The researchers simulated cosmic impacts on this region to see what kind of impact Pohl could have created. Their findings suggest that the Viking 1 landing site is “part of a megatsunami deposit formed about 3.4 billion years ago,” Rodriguez said.
The scientists then used simulations to understand how a crater of similar dimensions to Pohl could have formed. If the asteroid encountered strong ground resistance, it would need to be about 5.6 miles (9 km), with the impact releasing energy equivalent to 13 million megatons of TNT; if the asteroid had encountered little ground resistance, it might have been only 1.8 miles (3 km) in diameter, releasing the energy of 500,000 megatons of TNT. (By comparison, the most powerful nuclear bomb ever tested, Russia’s Tsar Bomba, had a yield of only 57 megatons of TNT.)
Both simulated impacts produced a megatsunami that reached as far as 1,500 km from the impact site, more than enough to reach the landing site of Viking 1. The massive wave may have initially reached about 500 meters in height and measured about 820 feet (250 meters). on land.
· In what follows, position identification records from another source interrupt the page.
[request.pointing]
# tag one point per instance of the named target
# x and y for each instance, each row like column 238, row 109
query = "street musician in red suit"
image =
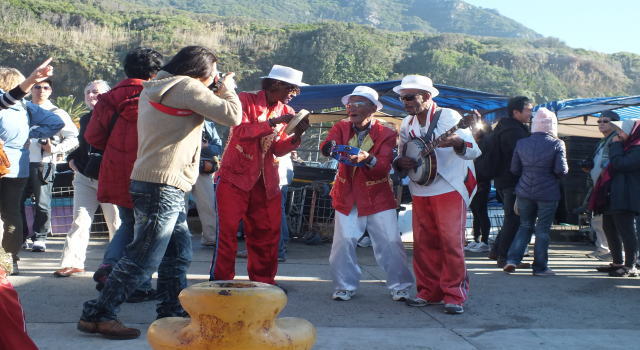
column 249, row 183
column 363, row 199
Those statistics would make the Pohl impact similar to that of Chicxulub: previous work suggested the impact struck about 650 feet (200 m) below sea level, formed a crater about 60 miles (100 km) wide, and triggered a tsunami about 650 feet ( 200 m) high on land.
In the future, researchers want to further investigate how the ancient Martian ocean may have changed between the two megatsunamis to see what potential biological effects that change could have had, Rodriguez said.
“Immediately after formation, the crater would have created submarine hydrothermal systems that would have lasted for tens of thousands of years, providing an environment rich in energy and nutrients,” Rodriguez said in statement.
The research is described in paper (opens in new tab) published Thursday (December 1) in the journal Scientific Reports.